As a way to finish writing my thesis, I ran away to my parents empty house in Utah. I don’t know anyone here and am pretty much cut off from everyone. Except my older sister and her three kids. As I have been hanging out with them over the past few weeks, all I seem to hear are comments like “I don’t know how…”, “I can’t do that…”, etc. So this last weekend I decided to do something about it.
I’m a big fan of this guy. I don’t know if it is just that I am getting (relatively) older, but I remember pulling out my dad’s real tools since I was 5 or 6 and taking them into the sandbox or the back field or wherever. So at ages 9 and 11, I figured they should start a project that is hard for them.
They both thought of projects they wanted to do: a pencil holder and a nightstand for a doll. Seven hours later we emerged. All I did was cut wood on the table saw. I made the girls find wood from the scrap pile, lay out their project, figure out how they wanted to attach things, how to hold down a workpiece, drill the holes, screw things together, and sand everything.

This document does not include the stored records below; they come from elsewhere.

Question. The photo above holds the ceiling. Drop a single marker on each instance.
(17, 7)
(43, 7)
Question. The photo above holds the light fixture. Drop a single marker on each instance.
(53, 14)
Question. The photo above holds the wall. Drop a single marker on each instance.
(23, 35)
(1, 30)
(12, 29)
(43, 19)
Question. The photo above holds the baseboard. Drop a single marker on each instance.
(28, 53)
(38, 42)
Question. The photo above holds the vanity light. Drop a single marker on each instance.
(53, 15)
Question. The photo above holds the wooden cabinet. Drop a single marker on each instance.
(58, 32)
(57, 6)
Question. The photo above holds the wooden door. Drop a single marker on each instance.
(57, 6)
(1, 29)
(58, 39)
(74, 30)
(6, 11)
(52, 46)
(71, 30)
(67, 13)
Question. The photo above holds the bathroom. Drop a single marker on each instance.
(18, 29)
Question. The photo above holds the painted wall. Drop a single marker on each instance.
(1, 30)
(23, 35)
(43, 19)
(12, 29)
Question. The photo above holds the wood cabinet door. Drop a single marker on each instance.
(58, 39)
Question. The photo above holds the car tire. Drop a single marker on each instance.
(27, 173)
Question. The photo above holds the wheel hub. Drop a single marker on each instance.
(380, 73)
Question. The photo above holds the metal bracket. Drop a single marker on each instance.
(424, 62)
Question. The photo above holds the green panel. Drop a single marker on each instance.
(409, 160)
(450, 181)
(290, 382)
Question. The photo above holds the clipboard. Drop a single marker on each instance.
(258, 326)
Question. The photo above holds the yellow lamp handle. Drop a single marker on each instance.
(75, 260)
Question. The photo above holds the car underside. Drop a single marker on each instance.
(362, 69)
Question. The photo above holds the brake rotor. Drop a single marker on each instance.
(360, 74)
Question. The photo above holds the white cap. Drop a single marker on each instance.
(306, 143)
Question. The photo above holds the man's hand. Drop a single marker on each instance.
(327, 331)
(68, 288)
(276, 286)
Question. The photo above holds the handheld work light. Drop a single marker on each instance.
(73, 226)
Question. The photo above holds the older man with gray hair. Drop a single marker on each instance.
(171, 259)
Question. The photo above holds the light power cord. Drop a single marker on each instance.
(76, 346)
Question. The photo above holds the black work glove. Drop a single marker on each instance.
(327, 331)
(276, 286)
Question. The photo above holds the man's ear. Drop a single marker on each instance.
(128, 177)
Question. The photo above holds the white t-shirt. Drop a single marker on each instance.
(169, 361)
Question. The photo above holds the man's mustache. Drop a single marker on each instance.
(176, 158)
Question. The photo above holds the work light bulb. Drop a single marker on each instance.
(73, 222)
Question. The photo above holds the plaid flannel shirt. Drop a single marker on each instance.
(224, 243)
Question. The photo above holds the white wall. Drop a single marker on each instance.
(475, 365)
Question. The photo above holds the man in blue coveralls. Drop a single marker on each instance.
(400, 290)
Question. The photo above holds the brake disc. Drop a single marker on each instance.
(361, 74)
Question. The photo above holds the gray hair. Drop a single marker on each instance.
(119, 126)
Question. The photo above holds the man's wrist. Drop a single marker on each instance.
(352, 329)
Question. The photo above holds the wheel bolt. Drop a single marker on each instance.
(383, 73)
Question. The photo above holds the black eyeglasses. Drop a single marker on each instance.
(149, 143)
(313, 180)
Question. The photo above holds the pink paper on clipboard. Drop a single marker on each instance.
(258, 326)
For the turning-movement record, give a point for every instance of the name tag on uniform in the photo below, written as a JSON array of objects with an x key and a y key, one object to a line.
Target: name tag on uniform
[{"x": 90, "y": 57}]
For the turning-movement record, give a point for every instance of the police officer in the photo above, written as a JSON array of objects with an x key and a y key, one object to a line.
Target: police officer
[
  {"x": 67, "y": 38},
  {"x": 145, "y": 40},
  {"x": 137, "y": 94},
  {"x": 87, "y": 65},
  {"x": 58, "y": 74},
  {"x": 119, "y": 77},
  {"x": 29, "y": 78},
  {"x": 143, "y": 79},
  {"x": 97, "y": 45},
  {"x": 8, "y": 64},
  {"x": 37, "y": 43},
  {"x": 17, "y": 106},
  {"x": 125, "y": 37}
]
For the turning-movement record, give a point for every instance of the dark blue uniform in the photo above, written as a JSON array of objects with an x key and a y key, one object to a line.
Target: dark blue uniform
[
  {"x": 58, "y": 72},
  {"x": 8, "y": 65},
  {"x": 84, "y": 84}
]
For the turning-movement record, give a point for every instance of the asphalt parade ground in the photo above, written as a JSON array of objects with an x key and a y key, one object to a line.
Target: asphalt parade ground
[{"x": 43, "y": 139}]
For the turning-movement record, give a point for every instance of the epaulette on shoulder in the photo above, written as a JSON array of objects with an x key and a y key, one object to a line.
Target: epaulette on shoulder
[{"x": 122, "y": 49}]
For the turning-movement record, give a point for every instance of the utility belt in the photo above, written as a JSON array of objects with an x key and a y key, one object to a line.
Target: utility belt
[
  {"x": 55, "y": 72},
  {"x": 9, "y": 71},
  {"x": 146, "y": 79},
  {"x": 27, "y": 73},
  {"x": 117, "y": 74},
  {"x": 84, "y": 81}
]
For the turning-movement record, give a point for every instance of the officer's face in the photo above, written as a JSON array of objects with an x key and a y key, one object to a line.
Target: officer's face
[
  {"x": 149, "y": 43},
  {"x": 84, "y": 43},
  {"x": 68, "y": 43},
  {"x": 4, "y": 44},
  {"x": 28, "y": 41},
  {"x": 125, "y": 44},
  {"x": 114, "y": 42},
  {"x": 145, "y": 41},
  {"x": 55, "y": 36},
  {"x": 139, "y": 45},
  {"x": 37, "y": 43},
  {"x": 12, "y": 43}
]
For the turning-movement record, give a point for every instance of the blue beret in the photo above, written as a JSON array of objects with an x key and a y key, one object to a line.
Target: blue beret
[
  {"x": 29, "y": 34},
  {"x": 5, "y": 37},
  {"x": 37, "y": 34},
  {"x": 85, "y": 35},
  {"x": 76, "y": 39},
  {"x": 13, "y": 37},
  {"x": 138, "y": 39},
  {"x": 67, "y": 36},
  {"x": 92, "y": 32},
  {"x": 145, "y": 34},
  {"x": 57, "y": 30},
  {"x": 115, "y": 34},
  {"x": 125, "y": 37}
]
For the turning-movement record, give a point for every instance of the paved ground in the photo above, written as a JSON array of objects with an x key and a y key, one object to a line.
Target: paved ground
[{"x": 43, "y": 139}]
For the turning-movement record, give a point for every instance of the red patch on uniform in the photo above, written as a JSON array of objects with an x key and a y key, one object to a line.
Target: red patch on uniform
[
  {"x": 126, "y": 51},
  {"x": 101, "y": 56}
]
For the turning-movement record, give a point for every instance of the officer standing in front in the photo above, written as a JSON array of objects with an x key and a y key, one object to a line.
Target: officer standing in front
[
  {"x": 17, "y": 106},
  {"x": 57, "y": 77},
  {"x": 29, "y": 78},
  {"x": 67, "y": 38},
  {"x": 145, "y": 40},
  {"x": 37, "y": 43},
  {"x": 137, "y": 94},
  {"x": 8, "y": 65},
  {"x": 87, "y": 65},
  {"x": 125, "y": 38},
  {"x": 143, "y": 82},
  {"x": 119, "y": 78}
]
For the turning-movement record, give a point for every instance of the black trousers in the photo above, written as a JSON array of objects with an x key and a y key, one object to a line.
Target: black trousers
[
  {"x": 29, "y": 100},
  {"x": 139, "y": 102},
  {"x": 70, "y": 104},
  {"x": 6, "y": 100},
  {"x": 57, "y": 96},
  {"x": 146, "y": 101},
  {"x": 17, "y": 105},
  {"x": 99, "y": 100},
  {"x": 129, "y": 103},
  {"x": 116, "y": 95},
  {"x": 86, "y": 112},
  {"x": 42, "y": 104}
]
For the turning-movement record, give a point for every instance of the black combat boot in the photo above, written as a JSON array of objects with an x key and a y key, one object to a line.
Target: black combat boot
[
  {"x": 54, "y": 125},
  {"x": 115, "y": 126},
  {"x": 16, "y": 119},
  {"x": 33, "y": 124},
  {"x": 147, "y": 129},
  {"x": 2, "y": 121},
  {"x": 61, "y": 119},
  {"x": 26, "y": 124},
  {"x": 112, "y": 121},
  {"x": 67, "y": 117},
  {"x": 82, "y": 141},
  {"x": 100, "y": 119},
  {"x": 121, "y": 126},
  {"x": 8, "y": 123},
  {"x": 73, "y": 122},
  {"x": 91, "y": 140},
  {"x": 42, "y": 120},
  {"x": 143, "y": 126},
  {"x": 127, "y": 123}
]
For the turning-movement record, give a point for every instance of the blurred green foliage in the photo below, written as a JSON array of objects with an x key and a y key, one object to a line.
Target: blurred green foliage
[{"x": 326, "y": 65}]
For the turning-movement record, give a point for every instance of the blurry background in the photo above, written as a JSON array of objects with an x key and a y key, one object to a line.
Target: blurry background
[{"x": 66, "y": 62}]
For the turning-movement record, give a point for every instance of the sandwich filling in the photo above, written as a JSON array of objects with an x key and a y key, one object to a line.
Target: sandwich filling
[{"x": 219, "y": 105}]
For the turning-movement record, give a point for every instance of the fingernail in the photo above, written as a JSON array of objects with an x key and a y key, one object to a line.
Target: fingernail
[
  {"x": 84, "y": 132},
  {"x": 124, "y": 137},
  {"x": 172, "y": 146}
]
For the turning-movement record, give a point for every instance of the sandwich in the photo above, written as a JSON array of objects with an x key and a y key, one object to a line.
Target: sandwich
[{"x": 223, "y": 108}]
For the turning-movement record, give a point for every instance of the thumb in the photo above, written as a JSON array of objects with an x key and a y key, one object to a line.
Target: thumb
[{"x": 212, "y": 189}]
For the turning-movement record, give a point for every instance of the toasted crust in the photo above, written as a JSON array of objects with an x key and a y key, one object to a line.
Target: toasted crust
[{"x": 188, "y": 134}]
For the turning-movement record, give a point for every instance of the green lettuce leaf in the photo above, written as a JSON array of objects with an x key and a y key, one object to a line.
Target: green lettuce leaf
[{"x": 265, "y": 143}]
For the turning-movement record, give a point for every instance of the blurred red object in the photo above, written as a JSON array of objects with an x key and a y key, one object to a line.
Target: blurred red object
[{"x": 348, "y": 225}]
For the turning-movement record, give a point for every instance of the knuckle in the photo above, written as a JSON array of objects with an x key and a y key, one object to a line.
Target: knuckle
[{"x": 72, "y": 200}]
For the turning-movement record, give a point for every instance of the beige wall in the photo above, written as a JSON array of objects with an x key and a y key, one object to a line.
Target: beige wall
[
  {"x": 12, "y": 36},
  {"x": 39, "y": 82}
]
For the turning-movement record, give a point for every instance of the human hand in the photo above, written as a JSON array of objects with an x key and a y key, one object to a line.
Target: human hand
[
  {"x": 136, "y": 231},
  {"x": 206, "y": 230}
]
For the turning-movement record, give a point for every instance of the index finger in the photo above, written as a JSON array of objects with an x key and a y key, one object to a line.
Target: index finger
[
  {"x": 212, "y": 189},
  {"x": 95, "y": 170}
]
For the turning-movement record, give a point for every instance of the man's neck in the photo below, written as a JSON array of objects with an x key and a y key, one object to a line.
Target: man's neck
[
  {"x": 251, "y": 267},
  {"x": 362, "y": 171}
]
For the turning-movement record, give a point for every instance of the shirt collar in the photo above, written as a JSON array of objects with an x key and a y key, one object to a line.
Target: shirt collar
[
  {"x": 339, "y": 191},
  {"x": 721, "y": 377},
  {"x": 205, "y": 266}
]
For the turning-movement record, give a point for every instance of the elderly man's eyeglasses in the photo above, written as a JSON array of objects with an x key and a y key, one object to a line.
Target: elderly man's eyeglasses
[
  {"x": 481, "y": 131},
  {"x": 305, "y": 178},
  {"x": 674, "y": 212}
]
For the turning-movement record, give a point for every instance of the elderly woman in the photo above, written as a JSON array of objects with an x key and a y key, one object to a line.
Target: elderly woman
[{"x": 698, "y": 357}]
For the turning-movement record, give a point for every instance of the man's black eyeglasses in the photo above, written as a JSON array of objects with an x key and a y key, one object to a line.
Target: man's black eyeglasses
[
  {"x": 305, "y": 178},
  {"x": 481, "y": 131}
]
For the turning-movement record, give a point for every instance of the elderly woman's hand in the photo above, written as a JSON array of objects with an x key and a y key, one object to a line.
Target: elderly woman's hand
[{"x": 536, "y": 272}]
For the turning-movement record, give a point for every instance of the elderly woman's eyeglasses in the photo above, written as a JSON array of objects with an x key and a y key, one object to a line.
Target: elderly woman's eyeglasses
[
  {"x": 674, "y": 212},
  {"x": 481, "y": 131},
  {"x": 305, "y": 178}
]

It took 6 hours. And a lot of patience. But as they were getting in the van to go home, I overheard one say “check it out, I MADE THIS!”
I turned my roubo-workbench-in-progress upside down and put it outside for the little one. He spent a lot of the time actually doing stuff. I’m convinced kids even as young as 2-3 can tell what is a real tool. Real tools do something—when you file the edge of the board, shavings come off.
Laying out the project. I was running short on safety glasses, so one looks like a pilot.
Cleaning up. The younger one was awesome. The older one kept disappearing.